My blood runs cold, freezing over and halting any flow to my heart. How could she think that? She’s Emma. She was the only person I was close to growing up. Did she really think one mistake would erase everything we had?

“How could you think that?”

“Because it’s true. I hurt you.”

“Pushing me away hurt me more,” I say. It flows right off my tongue like I’ve been waiting to say it forever. It was locked and loaded, firing at the first opportunity.

She bites her lip and shakes her head. I’m not sure if I’m imagining it or not, but her eyes seem to be strained. “Come on. We were already drifting apart.”

I think back to my freshman year, and how little we saw each other when we were in separate schools. Was she right? Was our relationship already ruined by that point? “I thought you didn’t want me around.”
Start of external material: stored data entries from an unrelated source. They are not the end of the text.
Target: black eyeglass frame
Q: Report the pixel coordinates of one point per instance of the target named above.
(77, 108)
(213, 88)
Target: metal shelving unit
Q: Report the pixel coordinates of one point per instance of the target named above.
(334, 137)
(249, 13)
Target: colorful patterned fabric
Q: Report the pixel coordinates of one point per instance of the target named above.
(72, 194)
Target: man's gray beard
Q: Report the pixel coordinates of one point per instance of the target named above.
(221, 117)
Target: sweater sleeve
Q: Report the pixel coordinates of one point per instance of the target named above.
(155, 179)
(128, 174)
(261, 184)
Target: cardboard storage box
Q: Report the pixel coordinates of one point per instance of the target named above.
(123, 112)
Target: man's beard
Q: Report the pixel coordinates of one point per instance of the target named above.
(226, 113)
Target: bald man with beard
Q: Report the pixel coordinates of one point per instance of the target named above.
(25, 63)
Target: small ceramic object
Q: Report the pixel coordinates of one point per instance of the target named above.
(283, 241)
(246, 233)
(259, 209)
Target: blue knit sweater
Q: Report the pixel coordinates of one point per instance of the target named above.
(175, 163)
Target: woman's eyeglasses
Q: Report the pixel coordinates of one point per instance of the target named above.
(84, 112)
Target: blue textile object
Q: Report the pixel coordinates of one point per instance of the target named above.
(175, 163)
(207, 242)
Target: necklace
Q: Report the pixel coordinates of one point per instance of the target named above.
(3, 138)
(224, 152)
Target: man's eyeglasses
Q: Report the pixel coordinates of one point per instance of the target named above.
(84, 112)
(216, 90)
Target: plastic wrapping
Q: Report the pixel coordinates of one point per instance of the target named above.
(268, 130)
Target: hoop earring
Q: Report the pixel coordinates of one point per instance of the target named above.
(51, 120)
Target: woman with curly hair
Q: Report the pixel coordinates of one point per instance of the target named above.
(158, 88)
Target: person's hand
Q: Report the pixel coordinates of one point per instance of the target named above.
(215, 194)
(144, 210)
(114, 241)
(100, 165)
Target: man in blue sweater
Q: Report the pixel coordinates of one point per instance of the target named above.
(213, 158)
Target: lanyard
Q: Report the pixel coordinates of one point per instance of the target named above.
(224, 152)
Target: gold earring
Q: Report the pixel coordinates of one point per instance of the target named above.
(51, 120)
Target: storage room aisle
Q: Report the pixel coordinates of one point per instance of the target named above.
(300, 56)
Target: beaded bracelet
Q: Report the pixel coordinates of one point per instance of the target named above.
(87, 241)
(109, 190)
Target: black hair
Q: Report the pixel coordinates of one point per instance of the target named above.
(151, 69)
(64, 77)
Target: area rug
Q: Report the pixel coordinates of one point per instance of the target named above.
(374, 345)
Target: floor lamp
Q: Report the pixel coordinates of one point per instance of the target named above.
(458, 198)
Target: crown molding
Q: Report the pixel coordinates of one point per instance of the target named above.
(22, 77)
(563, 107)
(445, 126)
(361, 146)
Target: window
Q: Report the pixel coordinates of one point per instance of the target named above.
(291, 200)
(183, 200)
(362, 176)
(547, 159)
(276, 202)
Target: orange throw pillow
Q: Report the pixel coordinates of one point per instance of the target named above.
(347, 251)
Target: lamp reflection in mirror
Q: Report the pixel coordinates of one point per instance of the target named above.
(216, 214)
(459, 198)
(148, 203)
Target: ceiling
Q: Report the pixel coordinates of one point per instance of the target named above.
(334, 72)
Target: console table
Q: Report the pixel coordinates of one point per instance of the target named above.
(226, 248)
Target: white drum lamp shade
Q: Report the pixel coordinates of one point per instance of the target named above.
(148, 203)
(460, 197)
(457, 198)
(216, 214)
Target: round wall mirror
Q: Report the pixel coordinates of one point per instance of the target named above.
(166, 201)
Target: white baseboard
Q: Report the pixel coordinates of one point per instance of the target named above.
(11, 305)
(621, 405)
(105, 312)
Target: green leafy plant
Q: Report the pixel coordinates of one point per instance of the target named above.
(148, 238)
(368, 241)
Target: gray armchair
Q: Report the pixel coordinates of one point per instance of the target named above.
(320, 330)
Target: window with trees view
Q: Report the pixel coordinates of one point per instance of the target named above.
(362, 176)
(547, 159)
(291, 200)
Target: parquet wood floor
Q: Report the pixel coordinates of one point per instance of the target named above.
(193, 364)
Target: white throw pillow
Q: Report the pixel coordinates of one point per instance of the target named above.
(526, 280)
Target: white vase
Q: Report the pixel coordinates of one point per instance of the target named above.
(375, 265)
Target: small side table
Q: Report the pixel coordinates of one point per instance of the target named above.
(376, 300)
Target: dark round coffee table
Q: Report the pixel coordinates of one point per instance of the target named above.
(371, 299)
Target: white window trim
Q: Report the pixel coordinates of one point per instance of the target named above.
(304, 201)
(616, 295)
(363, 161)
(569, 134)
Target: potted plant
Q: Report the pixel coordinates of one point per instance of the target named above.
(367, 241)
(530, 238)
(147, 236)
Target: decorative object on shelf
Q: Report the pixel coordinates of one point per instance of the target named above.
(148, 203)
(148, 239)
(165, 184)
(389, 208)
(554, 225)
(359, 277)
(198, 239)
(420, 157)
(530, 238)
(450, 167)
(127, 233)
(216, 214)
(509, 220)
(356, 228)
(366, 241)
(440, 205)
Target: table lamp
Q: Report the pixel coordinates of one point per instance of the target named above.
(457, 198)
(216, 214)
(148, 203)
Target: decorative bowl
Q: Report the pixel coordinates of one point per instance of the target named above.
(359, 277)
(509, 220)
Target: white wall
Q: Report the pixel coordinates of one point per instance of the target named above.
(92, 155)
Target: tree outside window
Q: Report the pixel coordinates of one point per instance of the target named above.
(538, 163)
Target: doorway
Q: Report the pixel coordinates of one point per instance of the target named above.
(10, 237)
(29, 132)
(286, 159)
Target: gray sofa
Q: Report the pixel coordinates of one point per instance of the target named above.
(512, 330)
“I didn’t know how to handle my mom leaving, and I didn’t know how to talk to you about it.”

I knew she was upset about her mom, but she brushed it off every time I brought it up. She acted like she was fine. “You should’ve tried.”

“How could I? I killed Duke. And when that happened, I proved everything my mom said about me true.”

“What do you mean? What did she say?”

“It doesn’t matter. It was a long time ago.”

I think back to all of the times I saw Emma beg for her mother’s attention, and it makes my skin crawl. “Tell me. Please.”

She lets out a breath, then says barely above a whisper, “She said I was too hard to love, and if I wanted her to love me, I should’ve made it easier.”

Rage fills my bones. How could this woman tell Emma something so awful? How could this woman be called a mother? I’d understand if Emma was a bad person, but the Emma I grew up with—my Emma—was a girl who deserved to be loved. Her mother never saw how amazing Emma was.

“You should've told me,” I say. There’s an ache in my chest, wishing I could comfort her better, but nothing I say will change the past.

“I thought you’d be happier without me.”

“That’s ridiculous.”

“Are you sure? You seem fine. When you went to high school, you moved on and made new friends. Back then I felt guilty when you spent time with me because you’d act all awkward and uninterested like you’d rather be somewhere else. We probably would’ve drifted apart anyway.”

“I wasn’t acting that way because I didn’t want to be around you,” I say.

“Then why?”

This conversation feels like white flags being waved high into the air, like we’re warring countries sharing our biggest secrets. We aren’t yelling or arguing. We’re talking the way I wish we had years ago before everything became complicated.

My cheeks burn, heat rising to my face as my heart pounds.

Her being this close doesn’t help calm my nerves.

If anything, it brings back the memories of butterflies in my stomach when I’d stare at her long lashes.

Or how I’d take pictures of her when she stopped walking to smell a flower or skip rocks.

I don’t think she ever knew, or if she did, she never stopped me.

“Because I liked you,” I say. “And that scared me.”